86. Future, “Made My Hoe Faint”
Reaching that hallowed career apex where the best titles = the best content.
85. Chief Keef, “Treat Myself”
The godfather of whatever he’s a godfather of celebrates his victory-lap era with — what else? — the occasional proof of his stature.
84. Billie Eilish, “Birds of a Feather”
Sometimes even the brainrot-era masses know subtle better than I do.
83. Charli XCX feat. Billie Eilish, “Guess”
There’s no way Billie’s sexuality is not more messed-up than her most conventional pop year lets on, but this Kim Gordon-ready sprechgesang-to-undies is a good indicator of health.
82. A$AP Rocky, “Tailor Swif”
Dreamy Vice-era Harry Fraud blog-rap lives!

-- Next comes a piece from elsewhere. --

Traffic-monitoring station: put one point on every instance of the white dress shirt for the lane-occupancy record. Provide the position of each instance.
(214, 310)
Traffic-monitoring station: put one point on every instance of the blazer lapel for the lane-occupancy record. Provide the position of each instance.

81. Sabrina Carpenter, “Busy Woman”
Not as seismic as Olivia’s own hilariously difficult-to-own Secret Tracks but to turn it down for Short N’ Sweet, well, that’s just unethical. “Needless to Say” (“how’s the weather in your mother’s basement?”) could’ve occupied this slot, too.
80. GloRilla, “TGIF”
Is it crazy a rap lyricist this ordinary gets to enjoy such a run of chest-beating hits? Only if you forgot all the men who got to do it first.
79. Metro Boomin & Future feat. Kendrick Lamar, “Like That”
Give it up for the moment all of rap revolted against Drake’s hatefully mid regime overseeing a truly insufferable decade of negative growth and diminishing returns that only increased artistically in volume, both ways: numerous and shrill. Better late than never.
78. Eric Slick, “Lose Our Minds”
The linchpin of my very short-lived outfit Cinderblock in the summer of seventh grade (followed by the seminal duo Overchortle) has since gone on to pound skins for legends local (Dr. Dog) and global (T. Swift). But this lovingly nerdy nugget of Byrned-out dystopian funk is my favorite thing he’s ever done, and we’re gonna need it. As a people nowhere near our final time losing our minds, might as well dance if we’re up all night with apocalyptic thoughts anyway.
77. Tyler, the Creator feat. Doechii, “Balloon”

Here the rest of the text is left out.